My father was less naïve than most intellectual Jews, possibly because he grew up poor. Before the war, a Jewish physician, Eli Cohen, had shared at a medical congress in the Netherlands that the Nazis were building extermination camps. No one believed him but my father.
As a personal physician of the camp commander and other Nazis, he had all kinds of ‘privileges.’ They were awarded in the most humiliating way. For limited time, signed by the commander. He was allowed out after the 8 PM curfew, to use a bike (the camp was large), and even leave the camp! He sometimes took a patient to a hospital for deeper tests, sometimes he went to a medical library, etc. He always came back. He was told: You don’t return, for you, we’ll send several to the East. He asked me: Was my blood redder than theirs? (A principle from the Talmud that he somehow received by osmosis because he had had no official Jewish training at all.)
After the war, when I was a teenager, I asked my father, who never talked about the war: Was it not hard to take good medical care of the one who was orchestrating the murder of tens of thousands of Jews?
He answered me: I had sworn an oath to heal people. The rest is politics, and I can’t work with that. Note: The last verb was in the present tense!
The Present
Politicians now suggesting that medical personnel could refuse state-of-the-art medical treatment ‘because of their own religious conviction,’ don’t know what goes on in healthcare. A life-long smoker gets the same lung cancer or heart infarct treatment as someone we deem innocently ill. A terrorist who killed and maimed but survives gets the best treatment available, no questions asked. If, in Israel, you don’t want to room with Muslim/Jewish/neither patients or be treated by Muslim/Jewish/neither medical staff, you have a problem because, no matter what wars rage outside and what rage is in-vogue, inside Israeli healthcare reigns peace.
Now, this idea that, as a physician, you heal anyone you can, no questions asked, is a long-standing, established practice around the world.
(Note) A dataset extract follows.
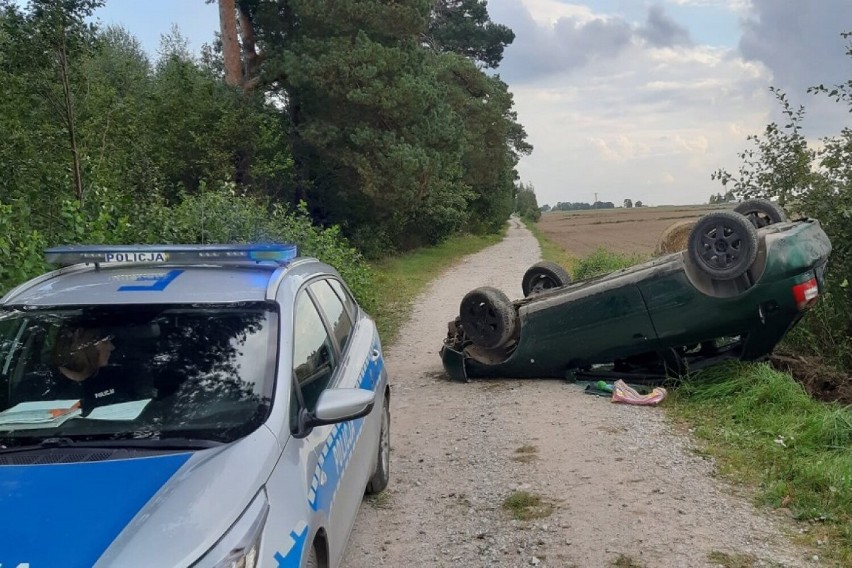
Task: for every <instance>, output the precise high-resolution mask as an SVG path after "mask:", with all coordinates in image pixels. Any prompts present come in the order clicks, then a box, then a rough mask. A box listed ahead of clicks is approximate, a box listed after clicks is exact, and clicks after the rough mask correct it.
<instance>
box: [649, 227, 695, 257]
mask: <svg viewBox="0 0 852 568" xmlns="http://www.w3.org/2000/svg"><path fill="white" fill-rule="evenodd" d="M694 225H695V219H690V220H686V221H678V222H676V223H673V224H672V225H669V227H668V228H667V229H666V230H665V231H663V233H662V234H661V235H660V238H659V239H658V240H657V248H656V249H655V250H654V254H655V255H656V256H659V255H661V254H669V253H671V252H678V251H682V250H684V249H686V244H687V242H688V241H689V233H690V231H692V227H693V226H694Z"/></svg>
Surely, medical science was compromised before WW II. Scores of ‘respectable’ physicians and other academics were measuring skulls, artificially dividing humanity into ‘biological races,’ and publishing their ‘state-of-the-art’ nonsense in reputable medical journals, including the Dutch high-standard Neederlansch Tijdschrift voor Geneeskunde.
That did not mean that someone would not get optimal medical advice and treatment because of ‘race.’ Medical Nazis, assistants to torture, and Soviet ‘psychiatric treatment’ of dissidents were always exceptions.
Surely, a Muslim physician in an Israeli hospital may have to prove herself more than an equally qualified Jewish MD. This is not different from a woman surgeon needing to be better than a male colleague. It’s human nature or general oppression, whatever you call it. And the cleaners in Israeli hospitals are all Muslim. That’s capitalism. But there is no chance that Israeli healthcare suddenly starts treating or not treating patients following workers’ feelings and convictions. No way.
I knew a Jew who really hated Muslims. There are people like that. He learned to be an ambulance driver. He told me, most of those I transport are Muslims. Don’t you hate that? No, I just act with them as I should. But I’m doing this job to save Jews. Even racists can only serve democratically.
That’s not a Jewish principle. That is general medical ethics around the world. Even in the US, where stone-hard fundamentalists are ready to defile weddings and funerals, no one ever suggested closing healthcare for certain groups, or offering them ‘similar’ care by someone else—I hope.
I’m working on a booklet on my dear departed parents’ War stories.